В недавних исследованиях о византийских «гуманистах» несколько раз отмечалось, что в византийском обществе они представляли сплоченную и немногочисленную элиту, прямо зависевшую от убывающего материального благополучия правящего класса. [228] Именно в этой среде шло утонченное, романтическое и социально консервативное возрождение «эллинизма»; большая часть ее видных представителей находилась в оппозиции Паламе. И если учесть, что за исключением Константинополя, Фессалоник и Мистры не было центра, в котором «гуманисты» могли бы найти общественную, материальную или политическую поддержку, то очевидно становится, что надежды на воплощение выражаемых ими идеалов оставалось мало. Соглашаясь взглянуть на вещи трезво, они и сами видели роковую неизбежность гибели. [229]
Мир же византийского монашества не был связан заботой о сохранении древнего эллинизма и пользовался широкой народной поддержкой не только на территориях, все еще подвластных империи, но и на завоеванных турками, и, конечно же, в славянских странах. Центр монашества, Афон, был постоянным местом встреч и общения греков, славян, грузин и даже арабов. Более того, Константинопольский патриархат, как мы уже отмечали, распространил свою власть на огромные территории, и такие страны, как Русь, не испытывали, конечно, никакой привязанности к идеалам эллинизма, но по–прежнему почитали и поддерживали православную Византию, церковь и имперскую традицию. В прошлом Византия пережила немало столкновений между политиканствующим епископатом и монахами–ригористами, особенно в вопросе отношений церкви и государства; однако после того, как в середине XIV века монахи взяли патриархат в свои руки, такие столкновения почти исключались. Таким образом, церковь меньше зависела от императорской политики. Особенно явно эта самостоятельность проявилась после обращения императора Иоанна V в латинство (1369 г.). Мог ли Иоанн V хотя бы мечтать, что церковь подчинится его взглядам и желаниям, как это делал в 1274 году Михаил VIII? После победы исихастов церковь, благодаря повсеместному распространению ее административного аппарата, международным связям и поддержке народа, во многих отношениях располагала едва ли не большей властью, нежели обедневшая империя. Что психологически и организационно создавало предпосылки сохранности церкви даже после гибели империи.

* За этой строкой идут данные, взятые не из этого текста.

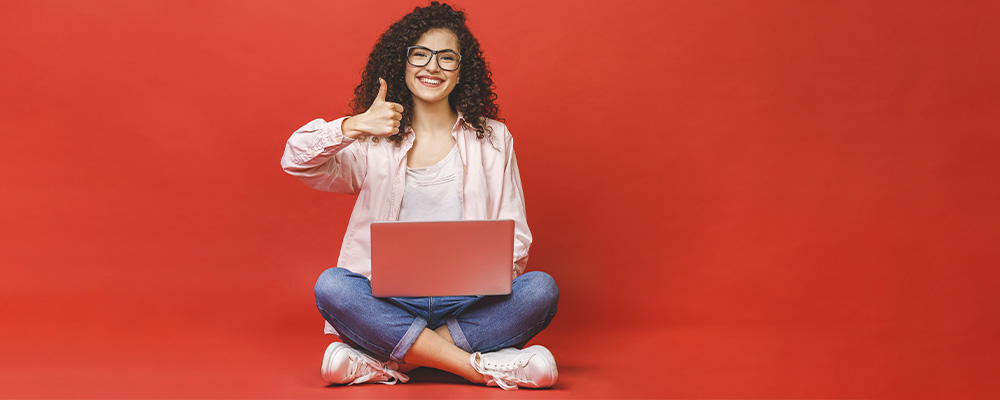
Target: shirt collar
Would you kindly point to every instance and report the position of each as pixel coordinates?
(460, 123)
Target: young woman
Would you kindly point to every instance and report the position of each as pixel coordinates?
(424, 144)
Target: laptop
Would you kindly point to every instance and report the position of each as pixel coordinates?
(442, 258)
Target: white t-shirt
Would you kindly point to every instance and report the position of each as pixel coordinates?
(434, 193)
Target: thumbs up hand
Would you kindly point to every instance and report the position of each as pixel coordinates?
(381, 119)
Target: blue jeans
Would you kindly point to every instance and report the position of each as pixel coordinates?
(387, 327)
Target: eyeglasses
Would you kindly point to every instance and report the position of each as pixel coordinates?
(419, 56)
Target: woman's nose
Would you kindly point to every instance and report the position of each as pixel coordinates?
(432, 64)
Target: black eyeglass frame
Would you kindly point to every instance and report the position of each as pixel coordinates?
(434, 54)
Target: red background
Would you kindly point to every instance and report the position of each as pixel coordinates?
(738, 199)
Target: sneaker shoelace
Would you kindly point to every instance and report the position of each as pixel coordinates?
(506, 375)
(368, 369)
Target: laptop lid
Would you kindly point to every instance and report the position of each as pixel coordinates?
(442, 258)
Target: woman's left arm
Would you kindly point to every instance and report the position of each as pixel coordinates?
(512, 205)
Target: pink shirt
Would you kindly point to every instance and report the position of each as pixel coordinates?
(319, 155)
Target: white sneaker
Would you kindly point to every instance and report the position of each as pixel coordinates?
(533, 367)
(345, 364)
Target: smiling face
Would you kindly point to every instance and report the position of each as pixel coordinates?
(431, 84)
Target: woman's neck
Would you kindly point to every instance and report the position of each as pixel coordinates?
(433, 119)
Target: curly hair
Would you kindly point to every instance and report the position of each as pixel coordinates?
(473, 96)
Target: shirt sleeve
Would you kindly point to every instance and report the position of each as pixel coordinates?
(319, 155)
(512, 206)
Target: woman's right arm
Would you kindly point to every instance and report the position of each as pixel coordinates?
(320, 155)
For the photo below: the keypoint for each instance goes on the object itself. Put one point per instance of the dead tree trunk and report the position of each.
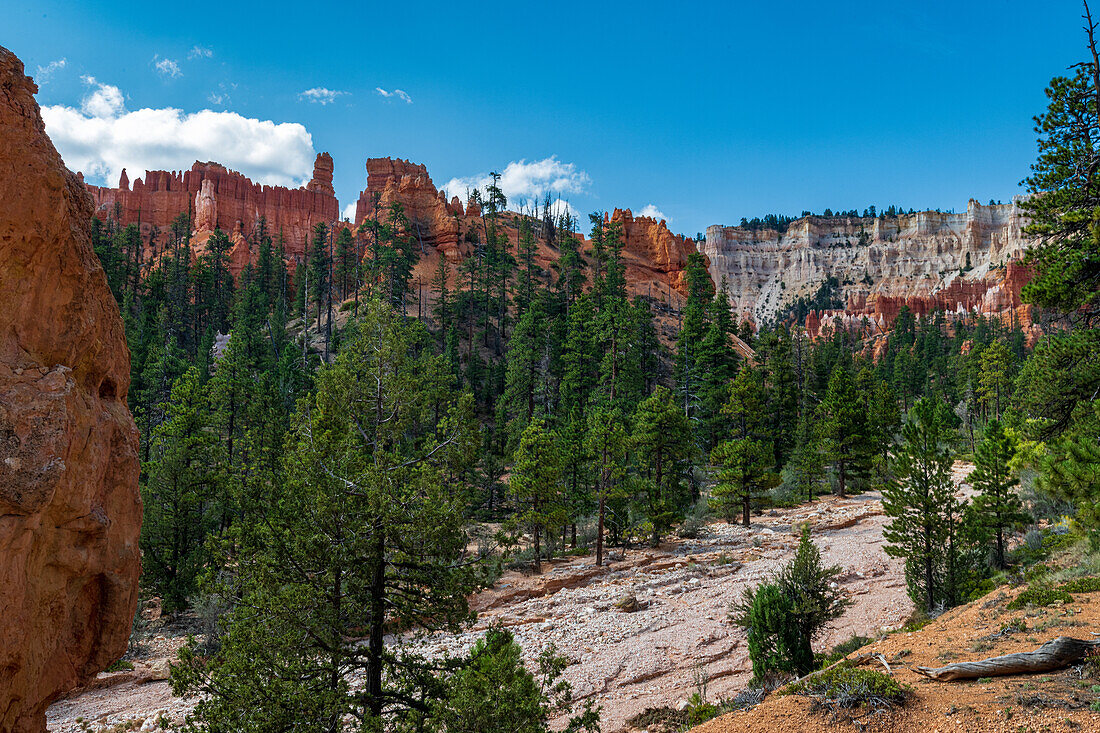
(1055, 654)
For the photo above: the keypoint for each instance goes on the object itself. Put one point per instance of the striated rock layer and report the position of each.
(652, 254)
(227, 199)
(880, 262)
(69, 506)
(651, 243)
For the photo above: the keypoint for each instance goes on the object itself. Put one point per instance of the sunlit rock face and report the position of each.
(881, 263)
(69, 504)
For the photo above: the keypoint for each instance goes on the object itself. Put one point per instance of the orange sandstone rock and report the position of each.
(216, 196)
(69, 506)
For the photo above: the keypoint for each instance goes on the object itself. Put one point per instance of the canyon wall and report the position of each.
(69, 505)
(219, 197)
(880, 262)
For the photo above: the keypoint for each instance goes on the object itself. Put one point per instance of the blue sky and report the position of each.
(707, 111)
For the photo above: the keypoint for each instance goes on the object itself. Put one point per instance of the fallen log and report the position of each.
(1055, 654)
(854, 662)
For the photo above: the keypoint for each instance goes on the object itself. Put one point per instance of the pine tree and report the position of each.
(806, 468)
(363, 533)
(924, 526)
(536, 483)
(844, 431)
(662, 438)
(606, 442)
(345, 262)
(177, 490)
(745, 472)
(997, 505)
(994, 379)
(692, 331)
(320, 266)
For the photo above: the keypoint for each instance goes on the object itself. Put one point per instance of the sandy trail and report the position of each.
(629, 662)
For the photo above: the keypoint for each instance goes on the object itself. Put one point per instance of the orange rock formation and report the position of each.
(996, 296)
(219, 197)
(69, 506)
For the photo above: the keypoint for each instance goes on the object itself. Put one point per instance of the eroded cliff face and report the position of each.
(652, 245)
(436, 221)
(218, 197)
(880, 262)
(69, 505)
(652, 254)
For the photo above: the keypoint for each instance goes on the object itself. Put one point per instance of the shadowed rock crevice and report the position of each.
(69, 505)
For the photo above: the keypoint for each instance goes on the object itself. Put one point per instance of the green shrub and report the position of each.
(120, 665)
(1081, 586)
(782, 616)
(495, 692)
(840, 651)
(1040, 594)
(850, 687)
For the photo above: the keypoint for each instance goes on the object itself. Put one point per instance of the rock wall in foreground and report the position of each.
(69, 504)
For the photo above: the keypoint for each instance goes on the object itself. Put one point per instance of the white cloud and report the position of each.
(221, 96)
(103, 101)
(101, 138)
(320, 95)
(652, 212)
(44, 73)
(166, 67)
(396, 94)
(521, 181)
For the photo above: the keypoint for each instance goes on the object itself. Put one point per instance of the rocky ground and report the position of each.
(1057, 700)
(628, 660)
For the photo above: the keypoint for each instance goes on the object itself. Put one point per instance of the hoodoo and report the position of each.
(69, 505)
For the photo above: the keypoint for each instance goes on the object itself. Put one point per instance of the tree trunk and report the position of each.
(1055, 654)
(600, 532)
(376, 644)
(538, 558)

Замечательно, что и в этих обстоятельствах, какие бы ни возникали между нею и императором разногласия в вопросах богословия или вероучения, церковь неизменно была безукоризненно лояльна к старой имперской системе. Например, император Иоанн Кантакузин пользовался традиционным императорским правом назначения патриархов и определения границ епархий. [230] В часто цитируемом послании патриарха Антония московскому князю Василию также выражен идеал всемирной империи: «Невозможно христианам, — писал патриарх, — иметь церковь и не иметь царя…». [231] В качестве наглядного примера верности имперскому идеалу, можно указать на изображение византийской императорской четы и русского великого князя с супругой на епископском одеянии — саккосе — митрополита Киевского и всея Руси Фотия (1408–1431 гг.). [232]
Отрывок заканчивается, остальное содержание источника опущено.